Recently, we onboarded a new DevOps intern at Glinteco. One of his first assignments was to set up CI/CD using GitHub Actions to deploy our Django application to the development server.

 

It was a relatively safe task or so we thought.

 

The Mistake That Cost Us 30% of Our Media Files

 

In his attempt to run deployment tests, the intern configured the CI/CD pipeline to deploy the app to a test site on the development server.

 

However, the development server had shared directories with real production data, including mounted folders used by active client sites.

 

One misconfigured path in the CI/CD pipeline caused the deployment to overwrite a shared MEDIA folder, which hosted uploaded images and files for a live Django project.

 

No backup. No warning. Just gone.

 

Suddenly, live site pages were full of broken image links. Customers were affected. And we had to act fast.

 

How We Recovered from Disaster

 

Our DevOps team sprang into action:

 

  • Checked GitHub commits and CI logs to trace when the deletion occurred
     

  • Searched for file names and paths from old database references and application logs
     

  • Dug through all local development machines and deployment terminals used by our team to recover cached or previously uploaded images
     

  • Manually reviewed and designed new images for blog posts to replace the missing ones

 

In the end, we managed to recover about 70% of the media files.
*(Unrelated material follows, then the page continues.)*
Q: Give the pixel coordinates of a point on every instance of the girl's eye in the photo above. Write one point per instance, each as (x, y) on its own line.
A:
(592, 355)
The remaining 30% were irretrievably lost, mostly blog-related images, which luckily didn’t affect user-critical functionality.

 

But this could’ve been much worse.

 

Key Lessons Learned (and You Should Too)

 

This story isn’t unique but the pain is very real. Here’s what we took away:

 

1. NEVER Use Production Data or Keys on a Dev/Test Server

 

Your dev environment should be completely isolated from production:

 

  • Different databases
     

  • Different file paths
     

  • Different environment variables (no production S3 bucket keys, please!)

 

2. Always Backup Before You Touch Deployment

 

Even for dev servers, if they carry any important or shared data, automate backups before any deployment. If the server is small, you can even create a quick tarball backup script.

 

“No one regrets having too many backups.”

 

3. Do Not Reuse Shared Infrastructure for Testing

 

Avoid using the same server (or shared folders) for both testing and production workloads. If resources are limited, at least use isolated containers, VMs, or mount points.

 

4. Enforce Review and Approval Process

 

Interns (and even full-time engineers) should always:

 

  • Submit deployment configuration changes through PRs.
     

  • Tag senior team members for review.
     

  • Confirm target environments and file paths before deploying.

 

5. Build a Safety Net Into CI/CD Pipelines

 

Add these safeguards:

 

  • Dry-run or staging mode before actual deployment.
     

  • Conditional deployment logic (if checks for branch, env, or directory).
     

  • Logging and alerts for file operations.

 

6. Document and Version Your Deployment Config

 

If something breaks, having version-controlled infrastructure lets you:

 

  • Trace changes quickly
     

  • Revert if needed
     

  • Learn from mistakes

 

Final Thoughts

 

DevOps isn’t just about automation - it’s about safe automation.

 

This incident reminded us how a tiny misconfiguration can ripple into huge data loss, even from the best intentions.

 

We’re grateful it was just blog images. But next time, it could be something worse.

 

Let this story be a cautionary tale and a checklist for your team.